Türkiye’nin Sarı Öküzleri: LGBTI Bireyler ve Mülteciler

Sarı öküz kıssasını biliyorsunuzdur. Sürüyü toptan ortadan kaldırmaya gücü yetmeyen aslanın ilk hedefidir. Ağzının tadı kaçmasın isteyen diğer sürü üyelerinin de onayıyla ilk kurbandır. Gerisi çorap söküğü gibi gelir. Son kalan birkaç öküzün “Biz sarı öküzü vermeyecektik” diye geçer aklından.

Aynı çıkarımı barındıran Hitler Almanyası örneğinde Yahudiler, eşcinseller, komünistler ve sosyal demokratlar vardır. Biri hedefken diğerleri “Bana ne, ben … mıyım?” demiştir ve en sonunda ses çıkaracak kimse kalmamıştır.

Nisan ayının son günlerinde Diyanet İşleri Başkanının LGBT ve HIV pozitif bireyleri hedef alan hutbesine ve buna yönelik tepkilere şahit olduk. Aynı günlerde Adana’da işe gitmek için evden çıkan 19 yaşındaki bir Suriyeli gencin sokağa çıkma yasağı gereği ceza almak korkusuyla kaçarken polisin silahından çıkan kurşunla öldürülmesi gibi trajik bir olay yaşandı. Üst üste gelen bu gelişmelerin bana düşündürdüğü, toplumun zayıf halkalarının -ya da belli kesimler tarafından zayıf görülüp hedef seçilen halkalarının- ekonomik ve siyasi olarak darboğaza girmiş iktidarlar tarafından nasıl bir ömür uzatma aracı olarak kullanılabildiğini hatırlattı.

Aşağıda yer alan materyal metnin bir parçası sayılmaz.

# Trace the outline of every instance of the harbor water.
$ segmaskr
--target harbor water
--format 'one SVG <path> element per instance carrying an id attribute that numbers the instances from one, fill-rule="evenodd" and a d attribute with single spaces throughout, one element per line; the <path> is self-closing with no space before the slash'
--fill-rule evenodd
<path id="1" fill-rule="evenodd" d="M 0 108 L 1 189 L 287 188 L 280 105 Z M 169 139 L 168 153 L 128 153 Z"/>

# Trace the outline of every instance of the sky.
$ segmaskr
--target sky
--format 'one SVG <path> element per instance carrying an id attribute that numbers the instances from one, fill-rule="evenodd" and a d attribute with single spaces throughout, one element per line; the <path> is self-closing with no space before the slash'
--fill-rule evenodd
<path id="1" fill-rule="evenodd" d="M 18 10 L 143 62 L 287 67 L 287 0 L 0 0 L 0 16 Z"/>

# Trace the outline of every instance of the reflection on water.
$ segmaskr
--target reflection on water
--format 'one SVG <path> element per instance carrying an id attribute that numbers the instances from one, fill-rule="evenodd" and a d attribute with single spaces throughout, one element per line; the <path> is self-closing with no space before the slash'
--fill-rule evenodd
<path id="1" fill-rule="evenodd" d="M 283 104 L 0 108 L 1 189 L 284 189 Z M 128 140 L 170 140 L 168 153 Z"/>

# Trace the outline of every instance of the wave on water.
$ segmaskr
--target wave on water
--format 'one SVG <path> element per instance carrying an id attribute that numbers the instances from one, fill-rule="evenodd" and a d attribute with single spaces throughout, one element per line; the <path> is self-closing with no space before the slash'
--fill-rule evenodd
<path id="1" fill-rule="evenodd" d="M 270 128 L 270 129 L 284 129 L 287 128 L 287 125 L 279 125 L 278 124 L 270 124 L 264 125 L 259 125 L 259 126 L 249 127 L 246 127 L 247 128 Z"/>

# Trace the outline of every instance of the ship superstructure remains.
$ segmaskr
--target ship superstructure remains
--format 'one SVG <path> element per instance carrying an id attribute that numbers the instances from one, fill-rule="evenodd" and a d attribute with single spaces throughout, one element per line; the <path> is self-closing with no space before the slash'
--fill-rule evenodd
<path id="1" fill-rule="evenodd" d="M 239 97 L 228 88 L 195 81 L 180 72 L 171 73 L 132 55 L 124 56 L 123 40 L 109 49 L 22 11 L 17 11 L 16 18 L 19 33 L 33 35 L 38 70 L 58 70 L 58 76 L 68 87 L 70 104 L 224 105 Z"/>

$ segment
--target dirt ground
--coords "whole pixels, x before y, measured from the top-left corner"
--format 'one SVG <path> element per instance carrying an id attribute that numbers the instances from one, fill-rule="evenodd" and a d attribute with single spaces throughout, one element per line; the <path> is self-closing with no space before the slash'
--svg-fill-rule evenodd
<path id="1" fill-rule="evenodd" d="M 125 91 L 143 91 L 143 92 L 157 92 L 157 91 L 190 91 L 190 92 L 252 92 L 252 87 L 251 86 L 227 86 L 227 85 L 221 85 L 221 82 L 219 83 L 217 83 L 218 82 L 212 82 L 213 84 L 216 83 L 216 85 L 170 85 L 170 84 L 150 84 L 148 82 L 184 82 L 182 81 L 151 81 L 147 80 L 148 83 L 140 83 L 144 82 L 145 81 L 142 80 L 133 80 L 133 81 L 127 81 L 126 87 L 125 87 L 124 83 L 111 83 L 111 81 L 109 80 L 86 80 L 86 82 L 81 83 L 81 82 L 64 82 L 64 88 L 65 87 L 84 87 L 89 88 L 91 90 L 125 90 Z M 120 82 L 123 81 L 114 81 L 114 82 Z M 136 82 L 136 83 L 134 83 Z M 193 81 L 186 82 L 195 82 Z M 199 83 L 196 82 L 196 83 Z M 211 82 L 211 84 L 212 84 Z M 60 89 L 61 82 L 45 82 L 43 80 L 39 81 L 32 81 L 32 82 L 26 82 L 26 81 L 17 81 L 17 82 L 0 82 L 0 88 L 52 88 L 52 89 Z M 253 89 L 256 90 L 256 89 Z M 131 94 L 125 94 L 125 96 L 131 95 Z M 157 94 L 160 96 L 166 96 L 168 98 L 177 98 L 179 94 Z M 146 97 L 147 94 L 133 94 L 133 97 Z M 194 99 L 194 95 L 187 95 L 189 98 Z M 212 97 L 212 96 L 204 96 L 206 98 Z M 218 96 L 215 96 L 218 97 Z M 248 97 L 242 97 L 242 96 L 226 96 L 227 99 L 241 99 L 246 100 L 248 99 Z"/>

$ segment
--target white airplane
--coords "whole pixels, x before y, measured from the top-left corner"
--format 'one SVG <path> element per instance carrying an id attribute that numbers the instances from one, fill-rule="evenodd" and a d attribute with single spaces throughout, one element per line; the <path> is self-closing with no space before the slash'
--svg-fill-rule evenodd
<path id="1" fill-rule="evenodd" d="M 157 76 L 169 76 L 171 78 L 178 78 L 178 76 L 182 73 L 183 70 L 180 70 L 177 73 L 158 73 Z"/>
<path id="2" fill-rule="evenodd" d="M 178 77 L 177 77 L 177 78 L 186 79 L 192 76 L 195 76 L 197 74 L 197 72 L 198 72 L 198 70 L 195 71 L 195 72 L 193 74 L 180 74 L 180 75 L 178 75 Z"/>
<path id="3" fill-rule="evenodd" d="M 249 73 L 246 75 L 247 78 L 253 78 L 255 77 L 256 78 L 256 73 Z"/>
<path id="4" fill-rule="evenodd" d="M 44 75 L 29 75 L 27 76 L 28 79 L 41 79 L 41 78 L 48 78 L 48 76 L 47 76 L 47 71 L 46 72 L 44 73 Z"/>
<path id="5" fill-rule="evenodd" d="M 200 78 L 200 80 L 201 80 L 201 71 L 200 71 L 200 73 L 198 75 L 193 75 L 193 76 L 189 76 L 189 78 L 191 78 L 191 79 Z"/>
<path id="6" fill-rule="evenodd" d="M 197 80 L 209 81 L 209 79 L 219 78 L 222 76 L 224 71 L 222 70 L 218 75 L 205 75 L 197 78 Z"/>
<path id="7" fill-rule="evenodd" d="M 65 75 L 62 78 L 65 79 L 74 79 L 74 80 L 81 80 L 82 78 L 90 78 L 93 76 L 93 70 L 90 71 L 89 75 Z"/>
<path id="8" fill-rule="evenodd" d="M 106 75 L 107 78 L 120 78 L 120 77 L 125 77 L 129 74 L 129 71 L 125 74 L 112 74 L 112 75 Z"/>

Türkiye’de eşcinselleri ve cinsel yönelimleri konuşmaya başlayınca aklıma gelen ve bana hep hicap veren bir gerçek var: Türkiye, İspanyaa’dan sonra Avrupa’da eşcinselliği suç olmaktan çıkaran ikinci ülke. Çoğu ülkede neredeyse 2000‘li yılları bulan bu yasadışılık bizde Tanzimat Döneminde ortadan kaldırılmışi. Bunun arka planında neler var henüz araştırmış değilim ama tek başına bile önemli ve Avrupa Konseyi tarafından da takdir edilen bir gerçek olarak önümüzde duruyor. Dahası, bundan önce de şeri hükümlere dayanıp kimsenin eşcinsellikten hüküm giymesi söz konusu değil bildiğim kadarıyla. Bunun yalnızca Osmanlı Sarayında hoş görülen ve oğlancılık diye tanımlanan olguya dayanmadığını düşündüren bazı gerçekler de var elimizde. Örneğin tarihi 17. Yüzyıla kadar giden eşcinsel argosuii.

Bugünkü tartışmaları düşününce hicap veren bu gerçeklerden 20. Yüzyıl Türkiyesi’ne geldiğimizde sosyal konuma da bağlı olmakla birlikte kabullenilen, en azından devleti yönetenler tarafından açık açık hedef gösterilmeyen bir eşcinsellik görüyoruz. Sesiniz güzelse Zeki Müren gibi takdir de görebiliyorsunuz hatta… 2000’li yıllaraysa AB uyumları ve özgürlük vaat eden AKP ile başlıyoruz. Bugünün cumhurbaşkanının eşcinsellerin haklarıyla ilgili hassasiyeti ve gördükleri kötü muameleden rahatsızlığı kayda geçiyoriii, ilk onur yürüyüşü yapılıyor. Lakin köprünün altından sular akıyor, tramvaya benzetilen demokrasiden iniliyor ve geleneklere, örf-adete, dine dayandığı iddiasıyla engellemeler ve hedef göstermeler başlıyor. Dizilerde eşcinsel karakter olması bir şekilde bir şeylere hakaret sayılıp engelleniyor, onur yürüyüşleri, film gösterimleri engelleniyor. LGBTİ bireylerin zaten dört duvar arasına sıkışmış özgürlüğü güvercin tedirginliği yaşamaya başlıyor.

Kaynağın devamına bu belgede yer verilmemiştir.